Le comité des jeunes de la protection de l’enfance regroupe des jeunes de 13 à 22 ans, qui ont la parole dans le cadre de l’Observatoire départemental de la protection de l’Enfance des Pyrénées-Orientales (ODPE66). Depuis 2017, le département a à cœur de donner la parole aux jeunes à partir de leurs préoccupations, ainsi que de réfléchir à des pistes d’action pour améliorer les services et les pratiques professionnelles.
Dix jeunes ont travaillé sur le thème des idées fausses sur les jeunes en protection de l’enfance pendant plusieurs semaines : Luckas, Sonia, Cassy, Timéo, Mickaël, Clément, Chloé, Lucas, Rosa et Naïma. Cela faisait plusieurs années qu’ils attiraient notre attention régulièrement sur ce sujet.
Cinq jeunes ont pu présenter ce travail collectif lors de la journée d’étude du 5 décembre 2023 organisée par le PRDS (Pôle ressources en développement social), et intitulée Quel pouvoir d’agir face aux situations de violences institutionnelle et sociétale.

Pourquoi est-ce que nous venons parler des idées fausses ?

C’est important de parler des idées reçues pour ouvrir les yeux aux personnes sur la violence de leurs propos, qui peuvent nous mettre en souffrance.
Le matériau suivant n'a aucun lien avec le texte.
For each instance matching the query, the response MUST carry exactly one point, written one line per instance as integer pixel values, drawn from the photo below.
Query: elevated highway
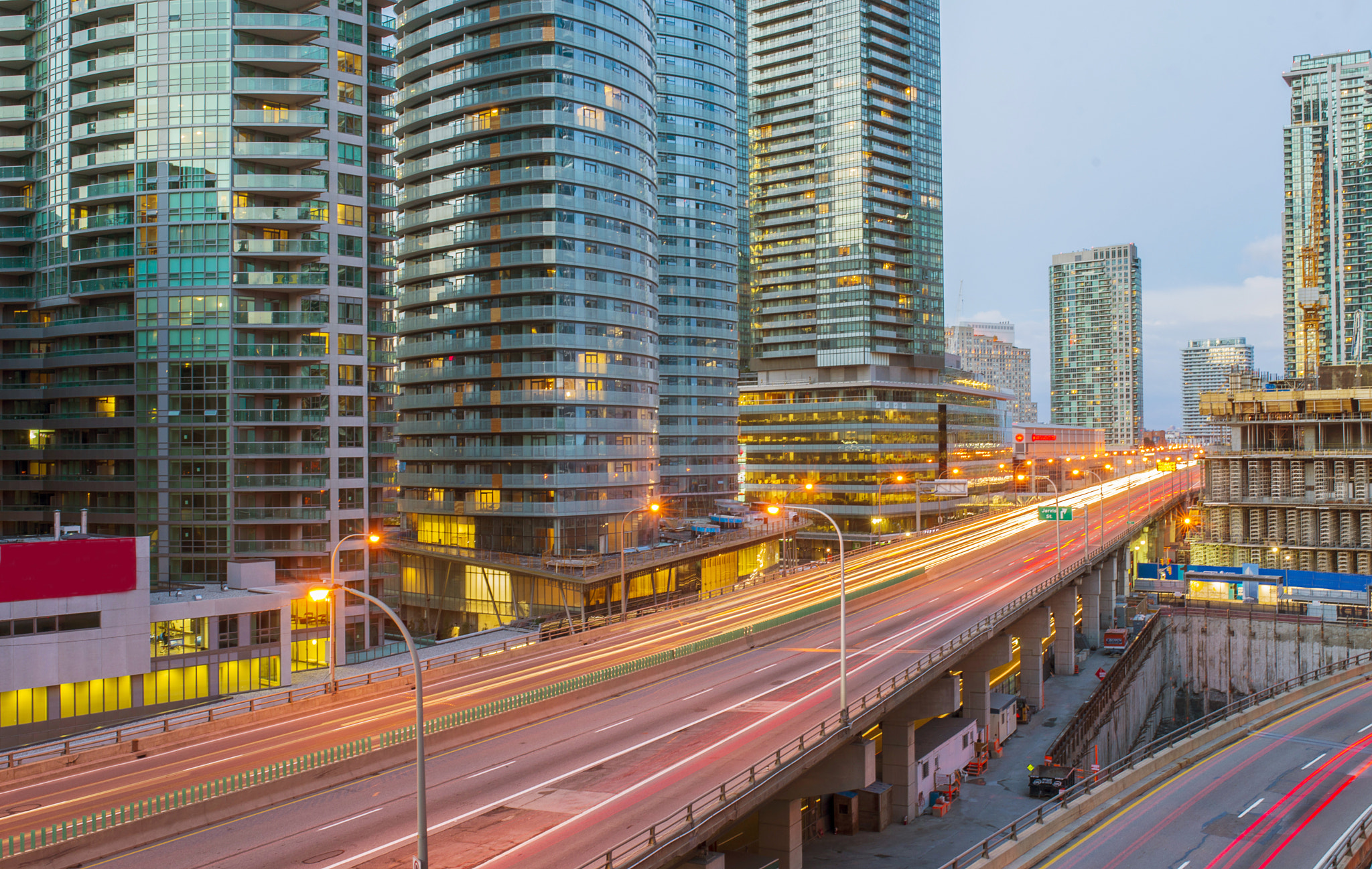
(614, 777)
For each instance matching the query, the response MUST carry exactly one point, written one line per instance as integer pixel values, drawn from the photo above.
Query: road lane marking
(353, 819)
(492, 769)
(615, 725)
(213, 762)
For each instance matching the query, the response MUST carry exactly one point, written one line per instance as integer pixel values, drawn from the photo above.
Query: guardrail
(178, 799)
(817, 739)
(1342, 850)
(1012, 831)
(243, 708)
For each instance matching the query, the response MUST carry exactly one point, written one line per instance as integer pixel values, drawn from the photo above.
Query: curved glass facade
(529, 272)
(199, 348)
(699, 143)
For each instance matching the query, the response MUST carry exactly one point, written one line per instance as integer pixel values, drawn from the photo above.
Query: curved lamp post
(843, 608)
(421, 809)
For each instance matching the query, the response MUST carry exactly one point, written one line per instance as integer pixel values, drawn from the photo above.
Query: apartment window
(350, 64)
(350, 245)
(350, 155)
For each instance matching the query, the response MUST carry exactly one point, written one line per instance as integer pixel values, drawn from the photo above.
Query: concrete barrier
(111, 840)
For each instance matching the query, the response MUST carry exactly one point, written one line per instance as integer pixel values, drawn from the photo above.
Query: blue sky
(1071, 124)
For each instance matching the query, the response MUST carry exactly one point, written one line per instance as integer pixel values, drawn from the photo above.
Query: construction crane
(1312, 306)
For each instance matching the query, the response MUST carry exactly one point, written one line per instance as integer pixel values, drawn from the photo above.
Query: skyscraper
(847, 267)
(699, 146)
(1326, 279)
(989, 352)
(196, 344)
(529, 273)
(1205, 369)
(1097, 340)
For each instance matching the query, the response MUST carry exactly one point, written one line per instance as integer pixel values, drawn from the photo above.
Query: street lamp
(334, 580)
(843, 608)
(623, 582)
(1079, 472)
(421, 809)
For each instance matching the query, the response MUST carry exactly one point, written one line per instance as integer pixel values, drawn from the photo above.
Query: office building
(529, 275)
(1326, 277)
(988, 350)
(1097, 342)
(699, 149)
(1205, 369)
(196, 344)
(847, 276)
(1290, 486)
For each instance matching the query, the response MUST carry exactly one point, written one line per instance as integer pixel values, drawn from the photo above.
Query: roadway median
(103, 831)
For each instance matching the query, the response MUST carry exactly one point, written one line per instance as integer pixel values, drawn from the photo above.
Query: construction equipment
(1312, 306)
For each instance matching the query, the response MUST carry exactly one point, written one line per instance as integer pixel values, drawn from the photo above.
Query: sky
(1071, 124)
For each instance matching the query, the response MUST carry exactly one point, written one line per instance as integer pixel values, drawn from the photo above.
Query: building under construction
(1290, 489)
(1326, 281)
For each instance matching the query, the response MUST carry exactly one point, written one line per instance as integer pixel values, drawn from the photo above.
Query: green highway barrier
(84, 825)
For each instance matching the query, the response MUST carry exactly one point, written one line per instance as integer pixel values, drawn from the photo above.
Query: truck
(1048, 780)
(1115, 640)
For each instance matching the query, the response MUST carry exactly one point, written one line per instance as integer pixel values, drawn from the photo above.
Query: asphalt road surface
(557, 793)
(1278, 798)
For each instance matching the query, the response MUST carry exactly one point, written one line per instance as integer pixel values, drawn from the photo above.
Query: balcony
(286, 121)
(283, 58)
(120, 283)
(100, 251)
(287, 385)
(281, 318)
(281, 415)
(283, 90)
(281, 26)
(17, 117)
(21, 57)
(283, 184)
(111, 128)
(268, 514)
(302, 249)
(281, 153)
(280, 481)
(279, 448)
(100, 221)
(281, 216)
(273, 352)
(280, 279)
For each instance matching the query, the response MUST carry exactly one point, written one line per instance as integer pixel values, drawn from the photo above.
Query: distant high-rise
(1097, 341)
(1326, 285)
(699, 145)
(989, 352)
(1205, 369)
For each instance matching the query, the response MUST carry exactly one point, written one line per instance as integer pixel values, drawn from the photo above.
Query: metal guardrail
(1012, 831)
(817, 739)
(243, 708)
(179, 799)
(1342, 850)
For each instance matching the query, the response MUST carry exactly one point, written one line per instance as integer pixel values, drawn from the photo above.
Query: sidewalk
(929, 842)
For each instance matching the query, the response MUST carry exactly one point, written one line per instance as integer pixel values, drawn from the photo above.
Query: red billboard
(54, 569)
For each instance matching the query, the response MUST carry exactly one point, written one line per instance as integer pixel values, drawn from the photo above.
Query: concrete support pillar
(1032, 630)
(778, 832)
(976, 677)
(1091, 621)
(898, 743)
(1064, 606)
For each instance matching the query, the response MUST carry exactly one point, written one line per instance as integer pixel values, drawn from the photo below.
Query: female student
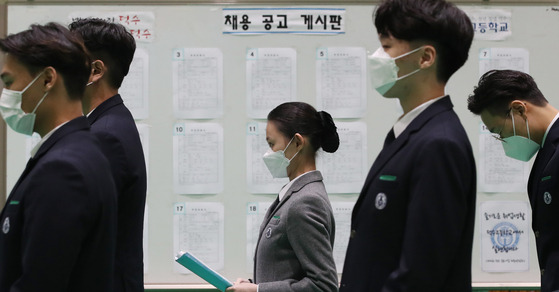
(294, 249)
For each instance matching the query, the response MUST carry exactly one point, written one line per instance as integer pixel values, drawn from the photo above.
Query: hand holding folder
(192, 263)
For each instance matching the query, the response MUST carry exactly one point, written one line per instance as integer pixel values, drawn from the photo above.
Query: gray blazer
(294, 249)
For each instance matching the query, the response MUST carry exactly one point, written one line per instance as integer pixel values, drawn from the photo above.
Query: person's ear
(428, 56)
(50, 78)
(98, 70)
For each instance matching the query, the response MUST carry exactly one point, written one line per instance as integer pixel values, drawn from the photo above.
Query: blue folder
(190, 262)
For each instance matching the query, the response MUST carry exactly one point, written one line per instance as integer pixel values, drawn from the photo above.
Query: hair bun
(329, 139)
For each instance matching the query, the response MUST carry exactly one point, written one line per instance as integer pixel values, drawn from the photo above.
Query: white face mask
(15, 117)
(384, 71)
(276, 162)
(518, 147)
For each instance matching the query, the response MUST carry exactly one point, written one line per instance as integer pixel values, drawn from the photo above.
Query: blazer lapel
(103, 107)
(297, 186)
(392, 148)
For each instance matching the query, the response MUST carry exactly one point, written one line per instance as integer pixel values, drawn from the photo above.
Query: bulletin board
(181, 29)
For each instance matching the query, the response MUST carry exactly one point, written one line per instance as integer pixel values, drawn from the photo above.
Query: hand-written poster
(504, 236)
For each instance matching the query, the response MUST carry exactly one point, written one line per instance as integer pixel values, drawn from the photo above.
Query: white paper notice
(491, 24)
(199, 229)
(197, 83)
(134, 89)
(259, 179)
(345, 170)
(145, 241)
(341, 81)
(141, 24)
(271, 75)
(198, 158)
(504, 236)
(497, 172)
(342, 216)
(256, 211)
(503, 58)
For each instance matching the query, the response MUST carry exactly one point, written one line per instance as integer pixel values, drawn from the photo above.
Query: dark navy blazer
(58, 225)
(543, 191)
(412, 225)
(115, 128)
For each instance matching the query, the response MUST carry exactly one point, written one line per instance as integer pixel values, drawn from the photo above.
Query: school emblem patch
(380, 201)
(6, 225)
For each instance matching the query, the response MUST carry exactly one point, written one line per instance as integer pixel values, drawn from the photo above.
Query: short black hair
(52, 45)
(497, 88)
(109, 42)
(434, 22)
(299, 117)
Tout le monde a des préjugés, l’école, les professionnels, les autres jeunes sur les jeunes placés.

Les gens en sont restés à la DDASS1, alors forcément ils ont des idées fausses. Et comme ils n’ont pas vécu le placement, ils ne peuvent pas comprendre.

Les gens ont un portrait robot en tête des jeunes suivis en protection de l’enfance. Ça bloque leur vision. Dès que tu dis « je suis placé », ça change le regard.

À force d’entendre des préjugés, nous ça nous rabaisse et on finit par y croire.

Malheureusement, on n’a pas écrit toutes les idées reçues ; il y en a beaucoup d’autres.

Idée reçue n° 1 : les jeunes en foyer sont tracassés mentalement

Un·e jeune disait : « Lors de mon inscription dans un internat au lycée, quand la CPE2 a appris que j’étais placée, elle ne voulait plus me prendre. Elle pensait que les enfants placés sont des personnes tracassées mentalement. »

Idée reçue n° 2 : les jeunes en foyer sont des délinquants

Un·e jeune disait : « Au collège, quand j’ai dit à une copine que j’étais en foyer elle a eu une réaction vive : ‘Pourquoi t’es en foyer, tu ne fais pas de bêtises !’ » 

Un·e jeune disait : « Quand il a su que j’étais placé, un pote m’a dit : ‘On va pouvoir faire encore plus de conneries’. »

Il y a beaucoup de films sur les enfants placés qui déforment et qui montrent que nous sommes tous cons ou délinquants. C’est souvent ce que l’on voit dans les films ou les reportages sur les foyers, et ça donne une fausse image de la réalité. « Quand un film sort sur les foyers, s’il n’y a pas de baston ça ne marche pas. »

Idée reçue n° 3 : les jeunes filles en foyer sont toutes des putes

Un·e jeune disait : « J’ai déjà entendu une professionnelle dire d’une fille placée : ‘Vous voyez comment elle s’habille, comme une pute’. »

Nous les filles nous entendons souvent cette idée : que nous sommes prêtes à coucher avec n’importe qui, que nous cherchons ça avec nos attitudes, notre manière de nous habiller.

Nous devons parfois nous défendre de rumeurs entre adultes qui portent sur ça ; ils s’appellent tous au téléphone pour en parler.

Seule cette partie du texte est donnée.